Picked up the 2000, because Kevin said it was a good one.

----------


## postman

I like the Mora 840 clipper in high carbon steel, I like the shape of the handle and blade. I have large hands and it fits me better, I wear it as a neck knife.

----------


## Topsblades

You missed the number one all time best Mora, the 511.  The 510 used to be the king of the hill but they stopped making it.  The only difference between the 510 and the 511 is the 11 is a little bigger and has a finger guard.  The finger guard never bothered me but I had someone want it removed.  Took all of 2 minutes and you have a Mora 510.5, get it... it is a little less than a 511 and a little bigger than a 510.

I like the solid plastic handles because they hold up really well and SNAP in to the kydex sheaths I make.  Also the wood handled Mora knives can get a little funky if you dress game with them.  Fluids get into the area where the blade and handle meet and you could have some problems.

As Pict shows in his videos a short piece of bicycle inner tube makes a dandy firesteel, flashlight and other essentials holder.  Efficient and pretty darn cheap!

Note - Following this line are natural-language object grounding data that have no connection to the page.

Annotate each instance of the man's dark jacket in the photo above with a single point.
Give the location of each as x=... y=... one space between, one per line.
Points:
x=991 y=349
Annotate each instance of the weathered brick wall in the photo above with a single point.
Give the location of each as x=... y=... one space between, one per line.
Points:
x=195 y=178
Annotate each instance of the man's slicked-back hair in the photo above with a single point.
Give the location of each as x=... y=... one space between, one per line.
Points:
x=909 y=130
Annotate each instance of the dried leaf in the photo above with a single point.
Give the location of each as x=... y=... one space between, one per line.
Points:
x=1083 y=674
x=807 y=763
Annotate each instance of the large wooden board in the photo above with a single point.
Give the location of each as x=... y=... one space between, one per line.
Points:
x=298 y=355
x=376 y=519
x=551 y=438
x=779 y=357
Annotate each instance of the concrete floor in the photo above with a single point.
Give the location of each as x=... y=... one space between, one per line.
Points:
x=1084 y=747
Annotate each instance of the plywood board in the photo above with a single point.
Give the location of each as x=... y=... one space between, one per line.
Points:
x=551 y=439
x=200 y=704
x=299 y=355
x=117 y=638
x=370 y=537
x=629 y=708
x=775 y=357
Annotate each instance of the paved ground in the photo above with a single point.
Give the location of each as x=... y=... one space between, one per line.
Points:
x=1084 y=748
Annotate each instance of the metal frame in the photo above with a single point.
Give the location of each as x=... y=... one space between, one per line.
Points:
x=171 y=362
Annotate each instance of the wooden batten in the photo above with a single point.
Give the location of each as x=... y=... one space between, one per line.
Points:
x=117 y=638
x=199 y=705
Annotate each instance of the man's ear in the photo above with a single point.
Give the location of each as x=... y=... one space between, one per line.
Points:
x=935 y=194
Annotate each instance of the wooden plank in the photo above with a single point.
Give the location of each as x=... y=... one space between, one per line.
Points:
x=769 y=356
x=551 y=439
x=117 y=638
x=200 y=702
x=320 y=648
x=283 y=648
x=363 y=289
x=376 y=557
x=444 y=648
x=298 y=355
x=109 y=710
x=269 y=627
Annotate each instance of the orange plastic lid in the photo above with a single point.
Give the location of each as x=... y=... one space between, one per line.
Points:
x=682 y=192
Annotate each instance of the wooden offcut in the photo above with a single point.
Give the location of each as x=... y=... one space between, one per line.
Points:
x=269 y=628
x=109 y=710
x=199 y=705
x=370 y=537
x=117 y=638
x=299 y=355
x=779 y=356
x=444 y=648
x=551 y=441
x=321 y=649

The final straw is the the 511 is carbon steel and only about $9.  How can you beat that.

DSC01616-1.jpg

DSC01620-1.jpg

----------


## EarthRocks

I went with the mora clipper military.  Its the only one I own and I am very satisfied.

----------


## Rick

Topsblades - You might be interested in this. Mac put together a survival kit that incorporates the inner tube idea. It's for a neck knife but might give you some ideas. Here's the thread:

http://www.wilderness-survival.net/f...ght=neck+knife

And his video:

http://www.youtube.com/watch?v=9BwUy...-yO0TQl61HTnMC

----------


## Skinner

I Have 3 I Have Gotten from Safe zone with my E-Card I Recives from DOC 
1.Classic #1
2.HighQ Allround Stainless
3. Model 11202
Guests can not see images in the messages. Please register in the forum.

I'm One of those that doesn't Like the Plastic Sheaths So I Re-did Mine In Leather
Guests can not see images in the messages. Please register in the forum.
Guests can not see images in the messages. Please register in the forum.
Guests can not see images in the messages. Please register in the forum.

But I'm Happy With Any and All of The Moras Out there.

----------


## garethw

Again not one on the list....I've got the Bushcraft series Triflex.. decent carbon blade, has been good for over a year now. Easy to keep sharp, batons well, cuts well and is generally a great little knife for the price.
cheers
Gareth

----------